Being more specific about the struggles our clients face generates at least two beneficial outcomes:  1) If someone self-identifies as experiencing one or more of these struggling moments, then it leads to a rich and meaningful conversation about their situation.  2) If they’re not experiencing such a struggle, at least they can envision what kind of problems we help clients solve, so they can keep us filed in a helpful category in their mental Rolodex. It’s the dating equivalent of listening and tuning into what a person is saying, which is where connecting begins.

Build a staircase to help prospects become customers.

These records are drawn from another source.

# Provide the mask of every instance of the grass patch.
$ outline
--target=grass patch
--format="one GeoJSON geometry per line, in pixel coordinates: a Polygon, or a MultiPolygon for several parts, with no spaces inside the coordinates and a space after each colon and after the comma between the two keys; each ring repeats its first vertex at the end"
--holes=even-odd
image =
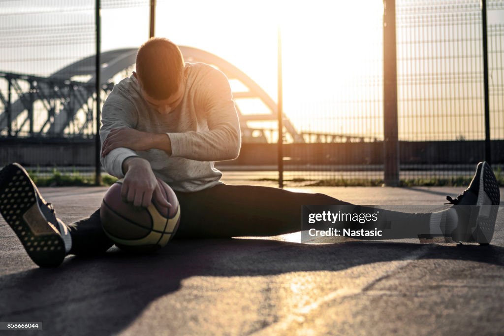
{"type": "Polygon", "coordinates": [[[327,179],[305,185],[306,187],[380,187],[383,180],[368,179],[327,179]]]}
{"type": "MultiPolygon", "coordinates": [[[[504,176],[497,176],[497,182],[499,186],[504,186],[504,176]]],[[[400,187],[468,187],[472,178],[462,176],[450,178],[424,178],[405,179],[399,181],[400,187]]],[[[380,187],[384,183],[383,180],[369,180],[366,179],[329,179],[319,180],[312,183],[306,184],[306,187],[380,187]]]]}
{"type": "MultiPolygon", "coordinates": [[[[41,173],[37,171],[27,171],[30,177],[38,187],[74,187],[95,185],[94,174],[83,175],[79,172],[61,173],[53,170],[51,173],[41,173]]],[[[116,178],[103,175],[101,186],[110,186],[117,180],[116,178]]]]}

I’ve had a handful of selling experiences lately that ended in a soft no from the prospect.  After multiple meetings, the enthusiasm and energy waned, and I realized that the sale had died.  I’m convinced, in retrospect, that I could have arrived at a hard no or a yes more quickly, with some tweaks to our process.

In each of these misfires, I didn’t provide clear steps a prospect could take to “move closer” to Kairos.  Without exception, I prefer huge deals (which add higher value to the client and are more financially efficient for us), but sometimes a prospective customer needs to qualify us with a smaller deal before even considering engaging us to solve bigger, riskier problems. After all, the goal isn’t necessarily to get married right out of the gate, but to get that second date.

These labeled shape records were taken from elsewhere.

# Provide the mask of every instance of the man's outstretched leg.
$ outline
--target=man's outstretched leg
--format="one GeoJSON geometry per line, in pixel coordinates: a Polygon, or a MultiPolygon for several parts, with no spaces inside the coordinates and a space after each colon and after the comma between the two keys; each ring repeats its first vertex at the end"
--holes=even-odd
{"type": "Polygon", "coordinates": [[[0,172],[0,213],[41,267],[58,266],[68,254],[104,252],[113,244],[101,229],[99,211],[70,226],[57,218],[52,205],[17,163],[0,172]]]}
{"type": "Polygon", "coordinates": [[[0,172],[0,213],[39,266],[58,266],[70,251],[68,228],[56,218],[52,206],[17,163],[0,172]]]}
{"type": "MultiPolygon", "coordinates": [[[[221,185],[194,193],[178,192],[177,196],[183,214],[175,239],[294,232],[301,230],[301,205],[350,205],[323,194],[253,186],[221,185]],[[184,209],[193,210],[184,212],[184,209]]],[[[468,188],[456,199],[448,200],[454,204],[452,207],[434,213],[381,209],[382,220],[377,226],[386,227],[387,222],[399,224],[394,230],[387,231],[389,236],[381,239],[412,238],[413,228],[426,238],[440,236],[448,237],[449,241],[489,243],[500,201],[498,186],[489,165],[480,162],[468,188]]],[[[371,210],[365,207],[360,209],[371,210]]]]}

I now believe it’s important to give prospective customers distinct and value-adding steps they can take to continue getting closer to us, in order to generate momentum, trust, and results (while minimizing risk, anxiety, and uncertainty). 

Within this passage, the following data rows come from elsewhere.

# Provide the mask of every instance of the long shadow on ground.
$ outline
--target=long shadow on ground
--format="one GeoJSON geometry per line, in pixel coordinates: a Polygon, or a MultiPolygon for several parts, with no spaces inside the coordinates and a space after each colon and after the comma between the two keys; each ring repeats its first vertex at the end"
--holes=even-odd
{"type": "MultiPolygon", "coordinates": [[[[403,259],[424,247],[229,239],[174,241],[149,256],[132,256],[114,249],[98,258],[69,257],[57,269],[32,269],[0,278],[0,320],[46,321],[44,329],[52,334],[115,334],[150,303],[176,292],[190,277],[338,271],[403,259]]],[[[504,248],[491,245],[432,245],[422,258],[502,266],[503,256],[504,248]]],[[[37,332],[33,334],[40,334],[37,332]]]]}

For example, imagine I’m talking to a prospect, and the statement “I’m accountable for this mission-critical change, and it can’t afford to fail.” resonates with her.  Then I can create a staircase like this:

  1. May I send you a whitepaper on navigating disruptive change and an organizational change readiness assessment you can use to better understand your own situation? 
  2. If you think that you want some outside help, here are some lower-cost, high-value options that will allow us to work together to address your struggle and start building trust with each other:
    1. If you want deeper help thinking through how you’re leading this change, we can provide three months of executive change coaching. 
    2. If you’re concerned that key stakeholders are not aligned on the direction of the change, we can facilitate a two-hour strategic alignment checkup with senior leaders.
    3. If you have a clear direction but are experiencing (or anticipate experiencing) resistance to the change, we can facilitate a two-hour stakeholder analysis and planning session.
  3. If you want a more thorough analysis of your assets and gaps on the change initiative, we can conduct a multi-week on-site assessment.

The sequential steps are ordered in increasing intensity and commitment.  Step 1 requires only a bit of her time.  Step 2’s options require time, money, and perhaps risking some personal credibility (in bringing in an outsider).  Step 3 requires more time, more money, and more personal risk.  All of these options are easier than biting off a $100,000+ project.  But any one of them is likely to increase her willingness to consider that level of financial commitment, which (in our imagined example) is what is really needed to ensure the success of her high-stakes change initiative.

I surmise that leveraging these three approaches can drive better clarity, trust, and momentum in almost any “dating” process.  I welcome your insights and comments, as we help each other explore how to build healthy and effective approaches to finding and working with the right customers.